HIV infects a variety of cells that are critical components of the immune system and the outcome of the infection varies in different cell types. Cells like CD4+ T cells produce substantial amount of virus and undergo apoptosis, or die of cytopathic effect, or become latently infected; macrophages produce substantially less virus than T cells upon infection but are much more resistant to virus-mediated cell death; iDC produce even lower amounts of virus than macrophages and are also resistant to virus-mediated death. It is therefore logical to envision that these different cells respond differently to HIV or SIV infection and manage to do so by different adjustments of their gene expression program to the viral infection. Among the HIV proteins that could directly play a role in affecting cellular gene expression at the transcription levels there is Tat, a protein that regulates HIV and SIV gene expression and interacts with important components of the transcription machinery. We previously investigated Tat modulation of gene expression in iDC and T cells [23, 29]. Here we compared Tat-mediated modulation observed in iDC to that of MDM and we addressed the question of whether specific domains of Tat are more critical than others in the host-pathogen interactions established by HIV in APCs and whether the induction of ISG is strictly mediated by Tat or could be mediated by the induction of IFNs. We found that there were no major qualitative differences of cellular gene modulation between the three 101 amino acid Tat proteins tested, both derived from clade B HIVs. Shorter Tat proteins had a more significant effect on cellular gene modulation than their full-length counterpart, supporting the role of Tat second exon in limiting Tat effects on cellular genes.
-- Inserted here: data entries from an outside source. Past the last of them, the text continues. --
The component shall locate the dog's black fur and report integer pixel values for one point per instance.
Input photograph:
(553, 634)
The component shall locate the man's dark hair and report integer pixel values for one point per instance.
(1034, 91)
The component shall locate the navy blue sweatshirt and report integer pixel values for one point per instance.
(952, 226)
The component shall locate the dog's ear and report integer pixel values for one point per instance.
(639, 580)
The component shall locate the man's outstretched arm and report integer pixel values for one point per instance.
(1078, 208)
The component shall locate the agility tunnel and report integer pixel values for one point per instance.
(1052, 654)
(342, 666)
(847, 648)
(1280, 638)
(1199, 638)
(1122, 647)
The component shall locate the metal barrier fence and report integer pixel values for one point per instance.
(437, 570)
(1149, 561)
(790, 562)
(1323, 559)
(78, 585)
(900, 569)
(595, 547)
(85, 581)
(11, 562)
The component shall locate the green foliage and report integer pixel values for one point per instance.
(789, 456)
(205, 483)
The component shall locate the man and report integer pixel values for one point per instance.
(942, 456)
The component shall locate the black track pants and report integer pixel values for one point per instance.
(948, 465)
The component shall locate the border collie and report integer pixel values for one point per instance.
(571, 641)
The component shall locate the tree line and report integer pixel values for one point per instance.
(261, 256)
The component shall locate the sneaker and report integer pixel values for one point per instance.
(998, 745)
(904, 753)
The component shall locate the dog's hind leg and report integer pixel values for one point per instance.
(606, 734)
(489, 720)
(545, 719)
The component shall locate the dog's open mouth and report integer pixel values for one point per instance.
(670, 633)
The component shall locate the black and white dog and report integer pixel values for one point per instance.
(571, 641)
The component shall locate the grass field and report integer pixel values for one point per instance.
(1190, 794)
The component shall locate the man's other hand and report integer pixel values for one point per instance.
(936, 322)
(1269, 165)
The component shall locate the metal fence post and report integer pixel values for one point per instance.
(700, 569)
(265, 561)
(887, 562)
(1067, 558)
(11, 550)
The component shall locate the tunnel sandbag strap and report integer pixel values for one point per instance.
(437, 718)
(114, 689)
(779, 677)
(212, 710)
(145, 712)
The mutants investigated here point at a mechanism of cellular gene transactivation similar but not identical to that used to increase efficiency of viral gene expression. The most important result is the evaluation of Luciferase activity stimulated by the promoters that are critical to the induction of ISG by Tat. We have shown that Tat associates with the promoters of MAP2K3, MAP2K6 and IRF7 and that this association is critical to the activation of ISG [27]. As only sequences upstream the RNA start sites were linked with the Luc gene, it is unlikely that an interaction with structural elements of the mRNA of these genes is critical to their transcriptional increase. This is also supported by the fact that TatA58T that is most efficient in transactivation of the HIV LTRs is not the most efficient modulator of cellular genes and it is actually less efficient that TatSF2, TatHXB2 or TatSF21-72, all of which transactivate the HIV LTR at lower levels than TatSF2A58T (Figure 1). However, the fact that poor transactivators of the HIV LTR, such as TatSF2C25,30,34S and TatSF2K28A,K50A, also have a significantly lower effect on modulation of cellular genes and poorly stimulate luciferase activity controlled by MAP2K3, MAP2K6 and IRF7 promoters suggests that the interactions with p300 and P-TEFb are important for cellular gene modulation as they are for HIV efficient transcription. The results observed with the TatSF2K28,50A mutant support the possibility that Tat acetylation and/or interaction with histone acetyl transferases are also necessary in order for Tat to modulate host cell mRNA transcription.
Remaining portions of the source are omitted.